Mike Leigh
Only some of the Poms are whingeing these days, says director Mike Leigh. He spoke to Ruth Hessey about Happy-Go-Lucky
But for a strangulated hernia Mike Leigh would be here right now. Sydney's always been a favoured destination for the British filmmaker. He's even directed theatre here (Greek Tragedy at Belvoir Street, in 1989), and once pursued funding for a film about whingeing Poms in Australia.
"I think that moment has passed" he muses on the line from London. "But we tried very hard."
Leigh is such a product of London, and has always used the city as his stage, what sort of film he'd make in Sydney, is anyone's guess. UK backpackers don't so much whinge these days, as guzzle. But it's the whingers back home that concern him most at the moment.
Leigh made his new film Happy-Go-Lucky, screened in competition and on opening night at the Sydney Film Festival, as "an energetic positivist challenge to the pervasive pessimism of the world we live in; to show that people on the ground are simply getting on with it."
His leading lady, Sally Hawkins, who plays relentlessly eager school teacher, Poppy, has said she had no idea her role would be so pivotal when they started rehearsing.
"I do like to keep my actors in the dark," Leigh admits, "and I never let them in on each others sessions because that maintains the important element of surprise."
Leigh's techniques are still considered outré, even though he's hardly an obscure auteur.
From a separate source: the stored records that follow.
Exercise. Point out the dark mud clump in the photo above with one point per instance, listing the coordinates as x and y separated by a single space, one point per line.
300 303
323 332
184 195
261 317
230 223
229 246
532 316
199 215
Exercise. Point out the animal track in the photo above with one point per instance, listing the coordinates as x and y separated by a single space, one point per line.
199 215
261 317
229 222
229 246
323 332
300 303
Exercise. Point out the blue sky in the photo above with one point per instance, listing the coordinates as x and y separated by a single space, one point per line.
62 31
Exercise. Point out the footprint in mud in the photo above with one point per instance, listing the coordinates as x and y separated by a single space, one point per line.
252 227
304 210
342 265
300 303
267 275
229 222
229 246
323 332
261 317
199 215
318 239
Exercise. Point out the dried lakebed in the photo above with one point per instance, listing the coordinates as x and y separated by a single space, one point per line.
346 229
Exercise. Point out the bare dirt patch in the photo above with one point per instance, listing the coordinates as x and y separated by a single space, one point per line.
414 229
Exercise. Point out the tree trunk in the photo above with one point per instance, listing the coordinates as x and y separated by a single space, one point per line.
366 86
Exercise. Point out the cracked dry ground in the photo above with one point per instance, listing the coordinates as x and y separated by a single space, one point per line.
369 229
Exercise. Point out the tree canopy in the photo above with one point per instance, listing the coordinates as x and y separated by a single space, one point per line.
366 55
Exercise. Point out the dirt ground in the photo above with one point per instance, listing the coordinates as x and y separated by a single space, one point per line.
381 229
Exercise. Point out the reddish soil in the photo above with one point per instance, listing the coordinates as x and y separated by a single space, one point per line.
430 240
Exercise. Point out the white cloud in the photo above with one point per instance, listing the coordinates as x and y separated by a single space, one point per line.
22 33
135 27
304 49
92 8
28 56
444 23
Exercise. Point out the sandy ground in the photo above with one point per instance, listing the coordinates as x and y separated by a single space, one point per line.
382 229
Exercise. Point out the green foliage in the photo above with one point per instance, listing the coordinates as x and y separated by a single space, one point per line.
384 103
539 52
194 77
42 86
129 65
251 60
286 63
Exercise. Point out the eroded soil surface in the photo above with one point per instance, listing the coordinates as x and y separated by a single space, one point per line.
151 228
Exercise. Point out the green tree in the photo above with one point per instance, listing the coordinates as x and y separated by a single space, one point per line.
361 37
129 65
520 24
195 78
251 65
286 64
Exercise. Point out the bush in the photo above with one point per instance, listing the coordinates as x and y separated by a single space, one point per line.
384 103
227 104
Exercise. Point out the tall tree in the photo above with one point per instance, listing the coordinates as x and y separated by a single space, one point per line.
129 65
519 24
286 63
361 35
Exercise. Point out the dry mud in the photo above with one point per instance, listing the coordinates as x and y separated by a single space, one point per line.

He's been nominated for several Academy Awards, won Best Director and Best Film BAFTAs, and been lauded as Best Director at Cannes. He has a Palme D'Or for Secrets and Lies and a Golden Lion from Venice for Vera Drake. His style is quite self-contained - Leigh favours an organic actor-dominated process for script evolution which he has perfected in over 17 films, and 20-odd plays - and he's no Quentin Tarantino when it comes to flaunting influences, but Leigh's films often do surprise. He made his name with contemporary realism, but has branched into the unlikely world of Gilbert and Sullivan (Topsy-Turvy), and evoked 1950s Britain inVera Drake.
"I can find roots and resonances in all sorts of films, from the silent era on," he says. He's particularly enamoured of the DVD box set Forbidden Hollywood (from Turner Classic Movies archives). He's also fond of the Coen Brothers and Almodovar, not as influences, but as a "fraternity".
‘The great thing about World Cinema, by which I mean anything that is not Anglo- or Hollywood-
centric," he explains, "is that we do have a community, and interacting with each other, having that unique and idiosyncratic dialogue, is what it's all about. I have no time for isolationist filmmaking."
While his own circuitous path to finished product (he never produces a script to raise money for a film) has been popularised by technology which allows filmmakers to cover their arses with acres of footage, Leigh still shoots with a "ten to one ratio", and by the time he reaches the set, has honed a tight shooting script. "Discipline is the key. And love."
"I do like my films," he muses, even as the wheels for the next project (which he won't talk about until it's finished) begin to spin. "I think that's perfectly healthy. It's hard not to love the flamenco scene in Happy-Go-Lucky, and I absolutely love the scene in the boat, at the end."